You acted all casual on the outside throughout the rest of the evening, laughing and joking when needed, but internally, you were fighting a dull ache in your chest. You'd gotten it a few times before-- rarely, but still-- and you knew exactly what it was. The desire to fit in. You'd never had a chance on Earth. But here, you'd hoped to at least be considered a part of their realm.
Dammit, why am I so sensitive?! He didn't mean anything by it!
But what were you really doing here? Struggling to prove yourself to a race that would never accept you. To all Elves, you'd be considered an imposter, like Thorin had said. You knew for a fact you'd never be good around "the race of Man," as they put it, and even in this world, you knew you'd never fit in with them, either. At best, the Men would see you only as a rebel Elf trying to fit into the society of Man. Dwarves? Hell no. What about the Hobbit-folk? Maybe you'd at least be considered a friend to them? No, you were an Elf here. They'd be wary of you, maybe even fearful.

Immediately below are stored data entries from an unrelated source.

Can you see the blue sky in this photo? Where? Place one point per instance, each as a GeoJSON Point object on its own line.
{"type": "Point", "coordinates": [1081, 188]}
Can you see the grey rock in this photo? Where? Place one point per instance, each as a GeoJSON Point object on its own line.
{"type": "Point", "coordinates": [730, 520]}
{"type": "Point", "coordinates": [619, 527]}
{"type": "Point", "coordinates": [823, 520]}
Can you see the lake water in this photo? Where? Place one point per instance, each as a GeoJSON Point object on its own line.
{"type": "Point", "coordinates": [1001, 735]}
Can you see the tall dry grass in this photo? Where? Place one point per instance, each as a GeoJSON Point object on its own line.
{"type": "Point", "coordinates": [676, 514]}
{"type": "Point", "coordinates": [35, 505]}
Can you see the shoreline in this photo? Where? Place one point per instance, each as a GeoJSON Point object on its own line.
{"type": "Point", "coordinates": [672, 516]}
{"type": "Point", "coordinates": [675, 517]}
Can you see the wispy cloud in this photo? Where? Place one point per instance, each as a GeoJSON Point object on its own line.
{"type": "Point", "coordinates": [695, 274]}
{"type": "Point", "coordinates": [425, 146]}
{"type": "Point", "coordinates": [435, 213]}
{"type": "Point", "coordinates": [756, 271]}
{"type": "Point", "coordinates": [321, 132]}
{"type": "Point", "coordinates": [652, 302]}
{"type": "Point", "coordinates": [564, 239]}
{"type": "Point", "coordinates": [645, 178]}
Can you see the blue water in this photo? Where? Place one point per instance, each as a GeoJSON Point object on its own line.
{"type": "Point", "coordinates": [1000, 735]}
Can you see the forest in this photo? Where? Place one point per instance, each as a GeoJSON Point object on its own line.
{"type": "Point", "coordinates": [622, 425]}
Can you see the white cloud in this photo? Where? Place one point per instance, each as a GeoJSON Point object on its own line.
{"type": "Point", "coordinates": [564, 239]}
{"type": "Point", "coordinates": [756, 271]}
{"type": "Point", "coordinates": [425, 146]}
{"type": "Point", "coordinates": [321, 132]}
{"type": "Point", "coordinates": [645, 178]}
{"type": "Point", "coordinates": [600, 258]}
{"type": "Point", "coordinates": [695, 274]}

Maybe you should just settle for traveling like a vagabond, like Gandalf does. When everyone else was resting, you stayed by Starlight. You scratched underneath of his chin, and he rested his snout on your inner elbow, allowing you to rest your head on his, staring into his eyes and putting off a feeling of calm. "You accept me for who I am, right?"
Starlight's ears were pricked toward you, so at least he was listening. His only response was a blink. You sighed, closing your eyes. You didn't even have the security of him. One day, he'd grow old and pass away, while you lived on for eons. Carefully, so as not to spook him, you reached up and scratched behind his ears.

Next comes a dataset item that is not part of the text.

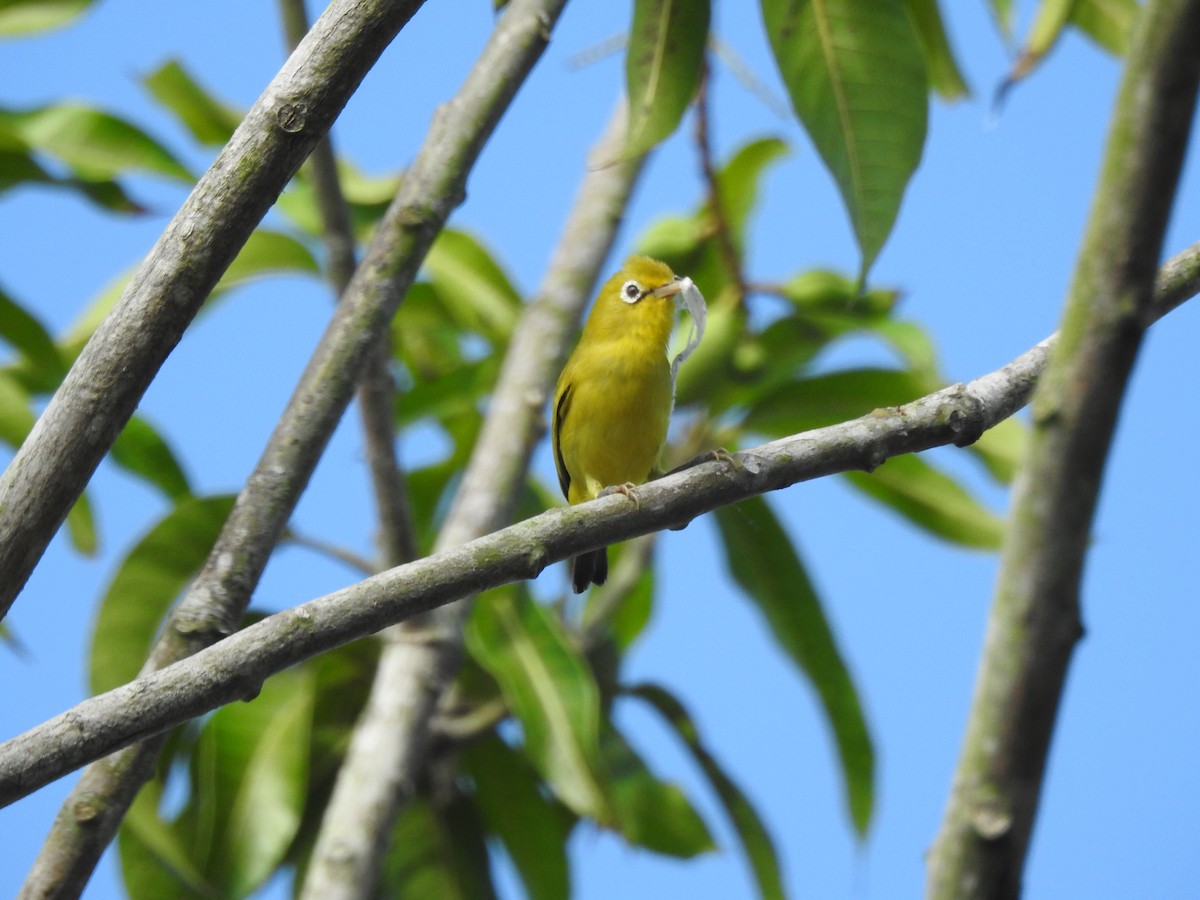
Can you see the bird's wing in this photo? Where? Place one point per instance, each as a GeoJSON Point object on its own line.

"Mellonenin?" Said a voice behind you. You turned to see Legolas, looking concerned. He glanced back over his shoulder, to where the rest of the Elves talked amongst themselves, even conversating a little with the dwarves. "What are you doing out here?"
You gave him a smug look. "What's this I hear, Blue-Eyes? Showing concern for me?"

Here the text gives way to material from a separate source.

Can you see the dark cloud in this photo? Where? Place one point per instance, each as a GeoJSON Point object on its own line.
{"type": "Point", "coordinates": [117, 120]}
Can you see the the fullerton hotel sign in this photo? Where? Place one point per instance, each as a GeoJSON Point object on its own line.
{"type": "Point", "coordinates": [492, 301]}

He rolled his eyes playfully. "Hardly. Just curious."
You shrugged, going back to loving on Starlight. "Everybody seemed to be doing good without me. Lindir and Elros said my lessons on custom and language were done for the day, so I figured I'd spend some time with Star."
Blue-Eyes shook his head in exasperation. "I will never understand your shortening of names..." He fixed you with an expression that you couldn't quite read. "...Are you nervous about a potential battle, Sairen?"
You shrugged. "Hack'n'slash. Can't be that hard. I have played video games, y'know, and I did get here through a LARP event." You shot him a cocky grin. "I think I can handle myself. Always have."
Blue-Eyes smiled softly. "Well... I am certain you will surpass my father's standards. I have no doubt of it."
A warm feeling blossomed in your chest. Your cheeks flushed. "Thanks. That really... That really means a lot, for you to be sure of me."
Blue-Eyes hummed thoughtfully, smoothing down Starlight's pitch mane. "Your world did not appreciate you as it should have. You are a kind person, Sairen, and while at times you are eccentric, that only adds to your persona. I know that I can put my full trust in you anytime, and not be disappointed." He smiled at you. "I am glad to know you, mellon. I feel as if you were meant to be here."
For a minute, you both just stared at each other with smiles on your faces, while you felt all warm and fuzzy inside. Any upset feelings from earlier completely burned away. His pale gold hair looked white in the moonlight. Fuck, I will not cry. I will not. Not at all. Definitely not even having to try... You finally blushed and looked away, busying yourself with straightening Starlight's forelock, though the smile remained on your face.
"Damn, Blue-Eyes. You're making me blush." He laughed, and you added, "But... I'm really glad I know you too, Leggy. You've been nice to me, and actually believe in me..." You smirked at him. "That's rare for me. Thank you."
He looked almost appalled. "You do not need to thank me for taking a liking to you, Sairen. It is not as if it is a chore." Suddenly making up his mind about something, he drew his shoulders back. "Would you like to go for a ride together?"
You beamed at him. "Duh! It's a horse, of course I wanna go for a ride!"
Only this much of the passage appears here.